Many are weighing in on the prospect of a Mohler presidency. Whether or not he is elected, here are a few reasons (among many) that Dr. Mohler is a positive force for Great Commission work.
1. Mohler has shown himself as a uniter around the cause of the gospel. In his commentary, “A Call for Theological Triage and Christian Maturity,” Dr. Mohler has laid out what he calls “second-order” and “third-order” doctrinal differences. While contending for right doctrine on all three tiers, Mohler has demonstrated a willingness to work together with those he differs with on second and third order differences for the cause of missions and evangelism. A number of examples demonstrate this willingness to unite around the gospel:
a. His prominent role in the 2001 Billy Graham Crusade in
b. His 2006 Pastor’s Conference break out session with Paige Patterson, “Reaching Today’s World Through Differing Views of Election.” Mohler called Patterson, with whom he disagrees on the issue of Calvinism, a close friend. He went on to say, ““Dr. Patterson and I have discussed this far more extensively than a one-hour presentation here would allow,” Mohler said. “It’s a part of the vibrancy of our friendship in the Gospel. … We owe it to each other as brothers in Christ, who share an affection for the Gospel … to, as iron sharpens iron, talk about these issues so that we can be evermore faithful in preaching and teaching the Gospel.”
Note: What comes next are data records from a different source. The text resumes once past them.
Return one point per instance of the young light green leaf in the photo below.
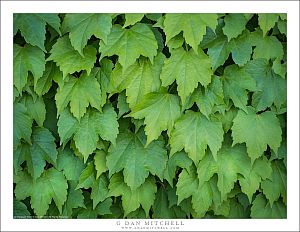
(257, 131)
(138, 79)
(144, 195)
(276, 186)
(22, 124)
(82, 26)
(236, 83)
(80, 92)
(32, 27)
(234, 25)
(192, 25)
(27, 58)
(184, 67)
(69, 60)
(132, 18)
(194, 133)
(160, 111)
(129, 153)
(129, 44)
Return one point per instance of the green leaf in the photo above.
(32, 27)
(74, 199)
(179, 159)
(44, 83)
(82, 26)
(69, 164)
(138, 79)
(132, 18)
(218, 51)
(236, 83)
(80, 92)
(137, 161)
(276, 186)
(144, 195)
(261, 170)
(129, 44)
(93, 125)
(62, 53)
(267, 21)
(194, 133)
(262, 210)
(99, 190)
(234, 25)
(22, 124)
(208, 99)
(192, 25)
(160, 111)
(53, 185)
(100, 162)
(257, 131)
(43, 149)
(271, 87)
(36, 108)
(87, 177)
(20, 210)
(231, 161)
(241, 48)
(268, 47)
(27, 58)
(184, 67)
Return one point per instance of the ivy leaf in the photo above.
(83, 26)
(194, 133)
(27, 58)
(32, 27)
(99, 190)
(231, 161)
(276, 186)
(22, 124)
(74, 199)
(160, 111)
(203, 195)
(100, 162)
(236, 82)
(132, 18)
(44, 83)
(271, 87)
(192, 25)
(53, 185)
(138, 79)
(144, 195)
(234, 25)
(184, 67)
(268, 47)
(267, 21)
(129, 44)
(207, 99)
(80, 92)
(262, 210)
(62, 53)
(179, 159)
(261, 170)
(241, 49)
(257, 131)
(137, 161)
(35, 108)
(218, 51)
(93, 125)
(43, 149)
(69, 164)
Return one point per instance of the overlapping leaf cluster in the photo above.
(150, 115)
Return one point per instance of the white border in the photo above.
(9, 7)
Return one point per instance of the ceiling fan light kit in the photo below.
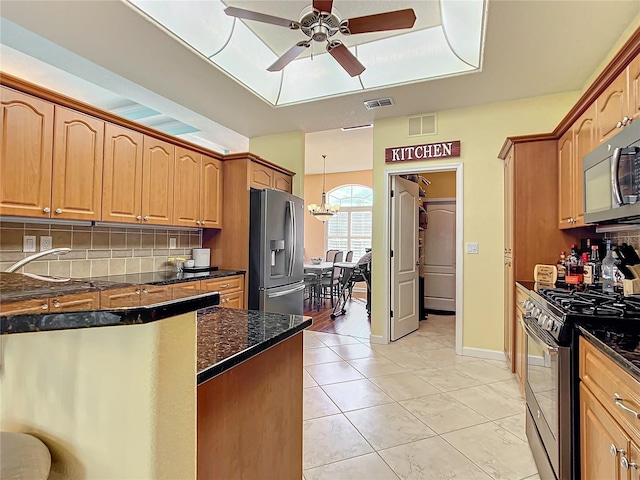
(320, 21)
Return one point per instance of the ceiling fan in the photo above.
(320, 22)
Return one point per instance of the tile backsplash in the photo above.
(97, 251)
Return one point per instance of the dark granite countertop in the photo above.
(31, 305)
(227, 337)
(618, 342)
(166, 277)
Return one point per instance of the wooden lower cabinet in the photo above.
(250, 417)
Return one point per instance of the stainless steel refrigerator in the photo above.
(276, 235)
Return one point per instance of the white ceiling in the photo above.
(532, 48)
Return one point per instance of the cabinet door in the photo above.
(158, 164)
(282, 181)
(583, 143)
(78, 302)
(509, 314)
(26, 142)
(633, 70)
(612, 106)
(186, 205)
(232, 300)
(211, 193)
(565, 180)
(601, 440)
(77, 166)
(260, 176)
(122, 187)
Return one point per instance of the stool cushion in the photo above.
(23, 457)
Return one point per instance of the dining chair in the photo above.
(330, 285)
(330, 255)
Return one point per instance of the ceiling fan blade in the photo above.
(261, 17)
(345, 58)
(289, 56)
(323, 5)
(379, 22)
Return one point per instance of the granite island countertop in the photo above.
(32, 305)
(227, 337)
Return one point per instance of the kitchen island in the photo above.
(121, 401)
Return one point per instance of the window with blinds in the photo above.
(350, 228)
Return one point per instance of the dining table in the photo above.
(318, 270)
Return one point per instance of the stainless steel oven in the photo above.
(548, 396)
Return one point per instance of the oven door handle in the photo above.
(541, 343)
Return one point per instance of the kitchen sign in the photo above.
(427, 151)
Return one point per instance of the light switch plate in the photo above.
(46, 243)
(29, 243)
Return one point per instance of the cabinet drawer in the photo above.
(608, 381)
(224, 284)
(521, 296)
(232, 300)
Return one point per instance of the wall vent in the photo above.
(380, 102)
(423, 125)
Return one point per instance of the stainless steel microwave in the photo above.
(612, 179)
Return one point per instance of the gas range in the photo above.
(556, 310)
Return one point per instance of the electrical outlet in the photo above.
(46, 243)
(29, 243)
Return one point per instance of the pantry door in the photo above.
(404, 262)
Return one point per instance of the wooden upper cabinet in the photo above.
(612, 106)
(121, 201)
(186, 204)
(565, 180)
(77, 166)
(26, 142)
(211, 193)
(260, 176)
(282, 181)
(158, 166)
(584, 141)
(633, 72)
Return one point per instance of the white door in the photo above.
(404, 263)
(439, 269)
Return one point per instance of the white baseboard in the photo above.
(483, 353)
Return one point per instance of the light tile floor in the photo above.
(411, 410)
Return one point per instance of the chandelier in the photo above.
(324, 211)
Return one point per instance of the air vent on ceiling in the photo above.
(380, 102)
(423, 125)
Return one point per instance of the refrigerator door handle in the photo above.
(292, 234)
(286, 292)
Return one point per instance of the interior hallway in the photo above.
(411, 410)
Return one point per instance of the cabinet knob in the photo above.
(626, 464)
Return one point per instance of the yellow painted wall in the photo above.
(482, 131)
(443, 185)
(109, 402)
(313, 228)
(286, 150)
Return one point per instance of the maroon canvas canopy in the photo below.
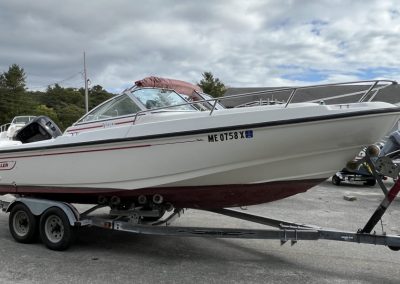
(177, 85)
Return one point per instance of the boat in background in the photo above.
(165, 145)
(7, 131)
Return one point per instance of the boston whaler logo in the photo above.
(7, 165)
(231, 135)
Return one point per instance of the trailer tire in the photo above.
(394, 248)
(23, 224)
(370, 182)
(55, 230)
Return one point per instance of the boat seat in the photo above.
(40, 128)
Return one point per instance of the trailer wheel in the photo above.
(22, 224)
(55, 231)
(336, 180)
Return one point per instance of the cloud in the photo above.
(244, 43)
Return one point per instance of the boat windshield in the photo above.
(159, 98)
(22, 119)
(119, 106)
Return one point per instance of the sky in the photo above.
(245, 43)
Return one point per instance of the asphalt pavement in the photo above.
(103, 256)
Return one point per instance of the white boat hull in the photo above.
(279, 158)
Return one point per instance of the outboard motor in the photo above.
(392, 144)
(40, 128)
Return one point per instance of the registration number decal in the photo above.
(231, 135)
(7, 165)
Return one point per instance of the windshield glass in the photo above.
(158, 98)
(119, 106)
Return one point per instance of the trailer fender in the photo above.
(38, 206)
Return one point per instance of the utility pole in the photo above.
(86, 84)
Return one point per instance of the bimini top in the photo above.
(177, 85)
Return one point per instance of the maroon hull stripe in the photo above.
(207, 197)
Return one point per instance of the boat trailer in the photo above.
(57, 221)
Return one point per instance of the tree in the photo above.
(13, 79)
(212, 86)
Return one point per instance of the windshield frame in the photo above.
(129, 92)
(167, 108)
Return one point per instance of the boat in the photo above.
(7, 131)
(160, 143)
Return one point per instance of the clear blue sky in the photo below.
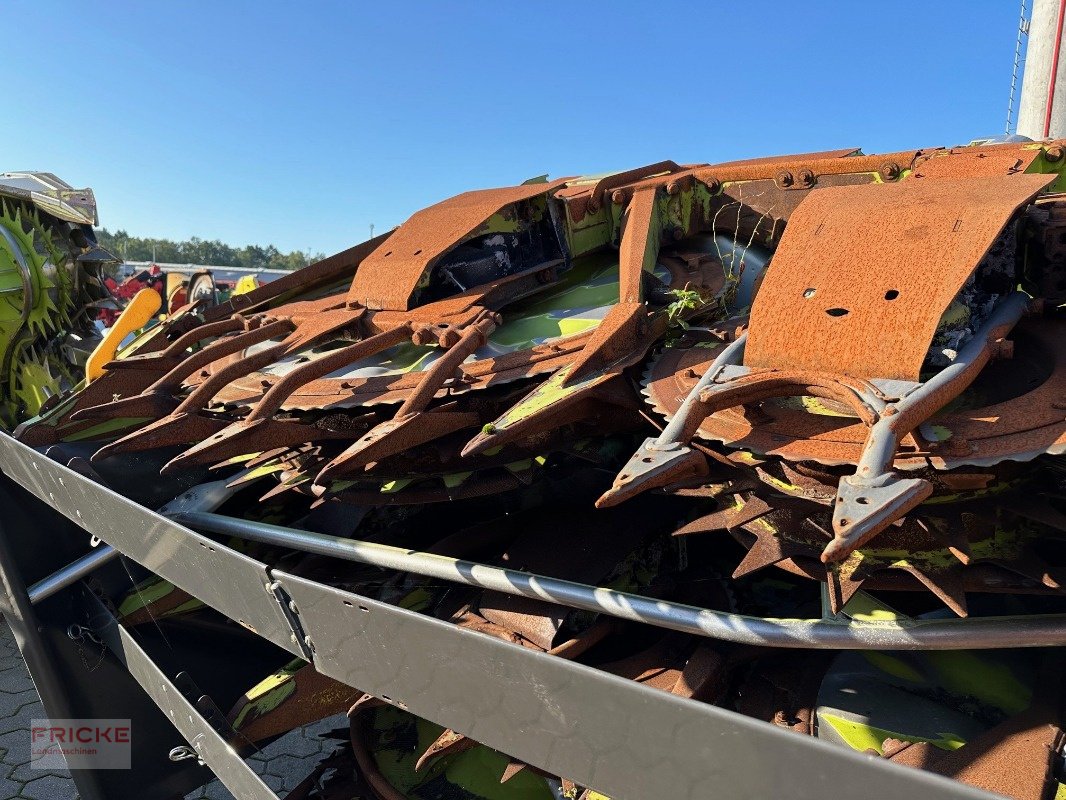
(299, 124)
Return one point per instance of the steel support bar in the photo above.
(837, 634)
(71, 573)
(188, 560)
(618, 736)
(211, 748)
(627, 740)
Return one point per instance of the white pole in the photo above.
(1045, 73)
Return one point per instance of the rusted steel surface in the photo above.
(824, 356)
(388, 276)
(867, 272)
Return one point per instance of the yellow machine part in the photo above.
(245, 284)
(135, 316)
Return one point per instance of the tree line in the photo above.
(200, 251)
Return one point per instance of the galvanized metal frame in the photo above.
(625, 739)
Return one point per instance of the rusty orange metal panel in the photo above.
(863, 273)
(388, 276)
(964, 162)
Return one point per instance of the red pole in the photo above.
(1054, 68)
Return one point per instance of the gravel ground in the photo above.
(283, 765)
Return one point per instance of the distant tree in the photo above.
(200, 251)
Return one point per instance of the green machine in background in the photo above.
(50, 284)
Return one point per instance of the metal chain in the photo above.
(1022, 31)
(80, 635)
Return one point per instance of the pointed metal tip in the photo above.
(866, 507)
(478, 445)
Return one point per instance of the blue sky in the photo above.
(301, 124)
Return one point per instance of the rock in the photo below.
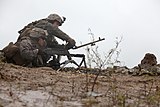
(148, 61)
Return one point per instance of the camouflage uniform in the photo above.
(53, 31)
(30, 49)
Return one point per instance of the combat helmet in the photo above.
(38, 32)
(53, 17)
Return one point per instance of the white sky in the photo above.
(138, 21)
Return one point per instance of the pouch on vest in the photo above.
(12, 54)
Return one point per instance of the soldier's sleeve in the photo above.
(52, 30)
(26, 50)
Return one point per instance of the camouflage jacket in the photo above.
(53, 31)
(29, 50)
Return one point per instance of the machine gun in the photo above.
(61, 50)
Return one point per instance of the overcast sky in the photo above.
(137, 21)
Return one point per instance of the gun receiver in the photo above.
(61, 50)
(90, 43)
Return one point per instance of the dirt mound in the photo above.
(45, 87)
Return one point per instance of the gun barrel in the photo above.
(90, 43)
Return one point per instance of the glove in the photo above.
(71, 43)
(40, 52)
c. His co-founding of “Together for the Gospel” with Presbyterian Ligon Duncan and charismatic C.J. Mahaney, along with Mark Dever. The first line of the Together for the Gospel statement reads, “We are brothers in Christ united in one great cause – to stand together for the Gospel.” Mohler says of this group, “I am incredibly thankful for my friendship with Mark Dever, Ligon Duncan, and C J Mahaney. In recent years, I have come to a new and deeper understanding of what these friends mean to me . . . I have come to prize most highly those friendships that can last a lifetime. Yet, I am confident that something deeper and more important is at work here. The friendship that binds us together is a friendship that is rooted in the Gospel of Jesus Christ. Here we have found our shared redemption, our shared identity, our shared calling, our shared commission, and our shared passion. . . . We are together . . . in and for the Gospel.”
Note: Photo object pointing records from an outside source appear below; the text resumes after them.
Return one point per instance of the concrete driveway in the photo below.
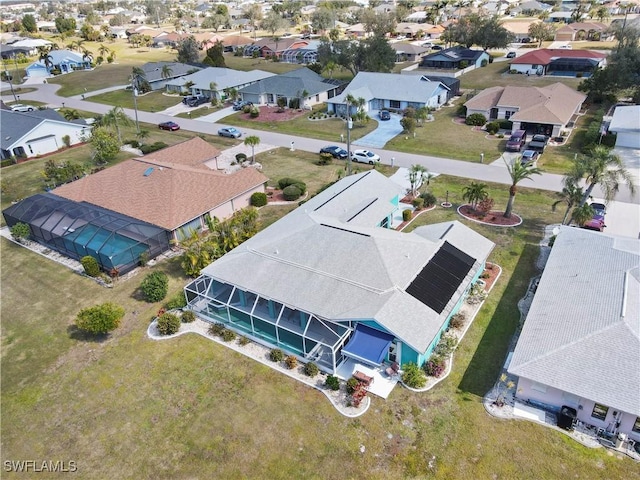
(386, 130)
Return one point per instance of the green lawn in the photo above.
(128, 407)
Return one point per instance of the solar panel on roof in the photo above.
(440, 278)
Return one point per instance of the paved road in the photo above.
(489, 171)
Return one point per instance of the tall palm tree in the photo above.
(570, 195)
(600, 167)
(252, 141)
(518, 172)
(474, 193)
(114, 118)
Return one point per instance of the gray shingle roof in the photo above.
(370, 85)
(582, 333)
(341, 270)
(290, 84)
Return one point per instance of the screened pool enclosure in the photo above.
(77, 229)
(269, 322)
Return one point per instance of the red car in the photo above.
(171, 126)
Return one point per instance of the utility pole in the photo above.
(349, 125)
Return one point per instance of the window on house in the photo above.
(599, 411)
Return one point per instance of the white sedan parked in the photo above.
(364, 156)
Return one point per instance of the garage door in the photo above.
(629, 140)
(42, 145)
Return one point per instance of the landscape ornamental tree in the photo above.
(100, 319)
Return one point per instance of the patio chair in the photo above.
(393, 369)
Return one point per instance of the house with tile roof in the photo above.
(329, 283)
(547, 109)
(174, 188)
(580, 342)
(559, 62)
(30, 134)
(291, 86)
(199, 83)
(64, 61)
(391, 91)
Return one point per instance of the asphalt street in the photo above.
(489, 171)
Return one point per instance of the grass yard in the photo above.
(129, 407)
(329, 129)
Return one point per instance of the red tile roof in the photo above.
(167, 188)
(545, 55)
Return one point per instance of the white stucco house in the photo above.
(29, 134)
(580, 343)
(391, 91)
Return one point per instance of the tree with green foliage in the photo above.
(518, 172)
(100, 319)
(188, 51)
(252, 141)
(601, 167)
(105, 146)
(29, 23)
(474, 193)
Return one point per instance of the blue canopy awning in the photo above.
(368, 345)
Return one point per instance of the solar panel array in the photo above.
(440, 278)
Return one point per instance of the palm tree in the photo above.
(475, 193)
(252, 141)
(166, 72)
(518, 172)
(114, 118)
(570, 195)
(600, 167)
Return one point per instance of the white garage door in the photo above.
(629, 140)
(40, 146)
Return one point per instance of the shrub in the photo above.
(435, 367)
(22, 231)
(429, 199)
(446, 345)
(333, 383)
(177, 301)
(228, 335)
(292, 192)
(216, 329)
(476, 119)
(258, 199)
(291, 362)
(311, 369)
(168, 324)
(276, 355)
(154, 286)
(493, 127)
(457, 321)
(100, 319)
(413, 376)
(90, 265)
(154, 147)
(325, 159)
(352, 384)
(143, 258)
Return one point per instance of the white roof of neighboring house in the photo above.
(370, 85)
(626, 119)
(582, 332)
(321, 259)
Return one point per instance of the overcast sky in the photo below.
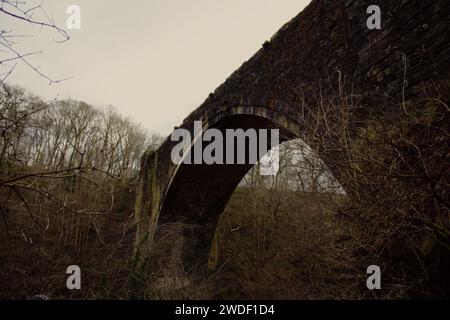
(154, 60)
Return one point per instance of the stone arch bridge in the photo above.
(326, 50)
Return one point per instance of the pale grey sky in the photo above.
(154, 60)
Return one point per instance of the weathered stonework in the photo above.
(324, 51)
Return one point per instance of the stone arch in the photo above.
(327, 50)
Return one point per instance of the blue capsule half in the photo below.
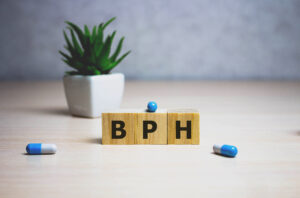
(225, 150)
(39, 148)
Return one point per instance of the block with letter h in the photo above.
(161, 127)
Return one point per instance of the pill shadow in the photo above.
(221, 155)
(94, 140)
(38, 154)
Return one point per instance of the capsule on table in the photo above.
(226, 150)
(40, 148)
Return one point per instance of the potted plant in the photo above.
(90, 88)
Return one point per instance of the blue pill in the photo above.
(152, 106)
(39, 148)
(226, 150)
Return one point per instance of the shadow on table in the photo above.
(94, 140)
(213, 153)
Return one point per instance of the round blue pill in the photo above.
(152, 106)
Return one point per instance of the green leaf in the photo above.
(108, 22)
(67, 40)
(87, 31)
(114, 64)
(79, 33)
(76, 45)
(88, 53)
(94, 34)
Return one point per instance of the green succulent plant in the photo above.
(91, 55)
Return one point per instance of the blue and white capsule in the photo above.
(40, 148)
(225, 150)
(152, 106)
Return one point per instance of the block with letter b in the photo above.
(118, 128)
(183, 126)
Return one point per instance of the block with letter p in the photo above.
(183, 126)
(151, 128)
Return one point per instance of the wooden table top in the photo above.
(261, 118)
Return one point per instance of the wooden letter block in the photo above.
(151, 128)
(183, 127)
(118, 128)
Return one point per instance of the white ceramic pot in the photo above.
(89, 96)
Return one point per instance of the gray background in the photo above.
(169, 39)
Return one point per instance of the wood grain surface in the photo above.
(261, 118)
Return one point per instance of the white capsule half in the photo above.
(48, 148)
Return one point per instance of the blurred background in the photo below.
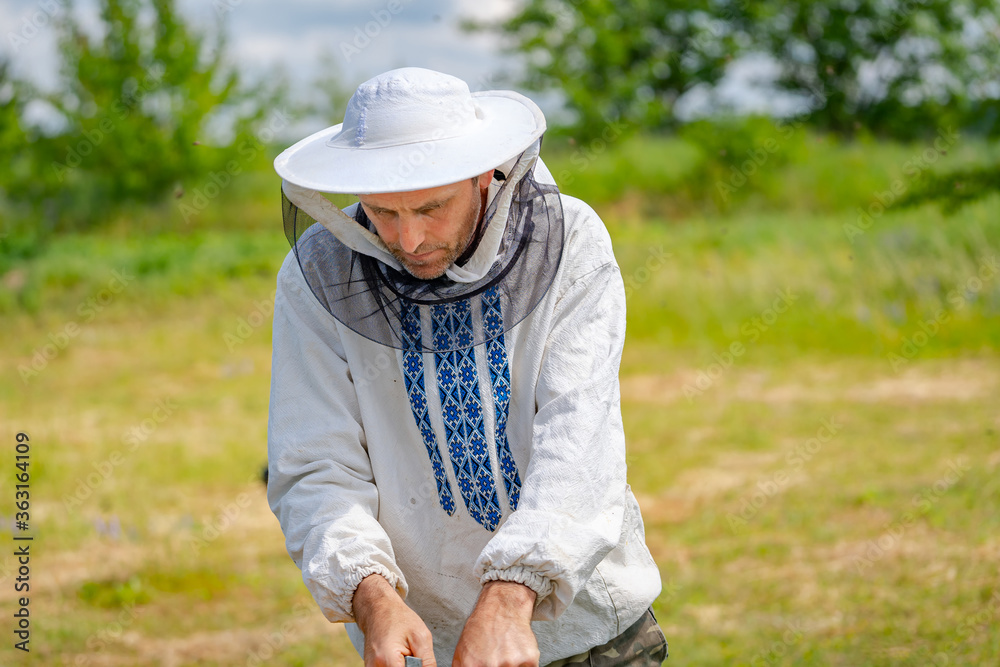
(803, 200)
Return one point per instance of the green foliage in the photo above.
(930, 57)
(955, 189)
(622, 60)
(899, 69)
(750, 165)
(146, 103)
2. As a major leader among younger reformed evangelicals, Mohler has rejected hyper-Calvinism and has defended the proclamation of the gospel. In his breakout session at the 2006 Pastor’s Conference, “Reaching Today’s World Through Differing Views of Election” Mohler explains, “there is the real theological danger of those who do not believe in the well-meant offer of the Gospel. These are not persons who are merely five point Calvinists. Five point Calvinism is not hyper-Calvinism, it’s just Calvinism. However, if one takes an additional logical jump from that point and says, therefore, we should not present the Gospel to all persons, they’re in direct conflict with the Scripture and direct disobedience to the call of God and in direct contradiction to the model of the apostles.” Mohler is more pointed in his remarks in his major address, “Don’t just Stand There Do Something,” Mohler states, “if your theology does not issue a determination to see the glory of God in the salvation of the lost, and see that responsibility as a sacred privilege, then take your theology somewhere else.”
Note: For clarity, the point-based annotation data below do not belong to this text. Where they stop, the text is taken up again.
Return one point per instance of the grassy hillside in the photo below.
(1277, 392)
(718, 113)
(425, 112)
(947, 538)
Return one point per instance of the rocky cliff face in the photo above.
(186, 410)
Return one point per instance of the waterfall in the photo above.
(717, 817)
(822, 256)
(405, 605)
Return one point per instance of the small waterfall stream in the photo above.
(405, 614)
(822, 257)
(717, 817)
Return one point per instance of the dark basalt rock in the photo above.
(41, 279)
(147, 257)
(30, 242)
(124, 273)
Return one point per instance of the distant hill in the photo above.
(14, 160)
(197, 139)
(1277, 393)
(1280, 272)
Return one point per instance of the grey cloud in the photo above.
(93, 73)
3. Mohler has continually demonstrated commitment to the gospel at Southern Seminary. Under Mohler’s leadership, Southern has founded the Billy Graham School of Missions, Evangelism, and Church Growth; added requirements that all students take both Introduction to Missiology and Personal Evangelism; established the Great Commission Center to promote missions and evangelism opportunities on campus. Further, Dr. Mohler continually challenges students to be involved in missions and evangelism.
4. If elected, Mohler has pledged to lead our Convention in the cause of the gospel. Speaking of his nomination for SBC president, Mohler states, “Our greatest challenge is to recover our passion for the gospel in evangelism and missions and to renew our determination to defend the gospel in an age of postmodern confusion. I would hope to articulate a vision that would unite Southern Baptists and energize us together. . . . We are not a top-down denomination—and for good reason. I promise to do my best to encourage Southern Baptists to be even more faithful, more biblical, more evangelistic, and more thankful for what God has given us in this convention of churches.” I am confident that whether Mohler is elected as president or not, he will be a champion for the gospel and a leader in Great Commission work.
May we follow Dr. Mohlers' example and passion for the good news of Jesus Christ!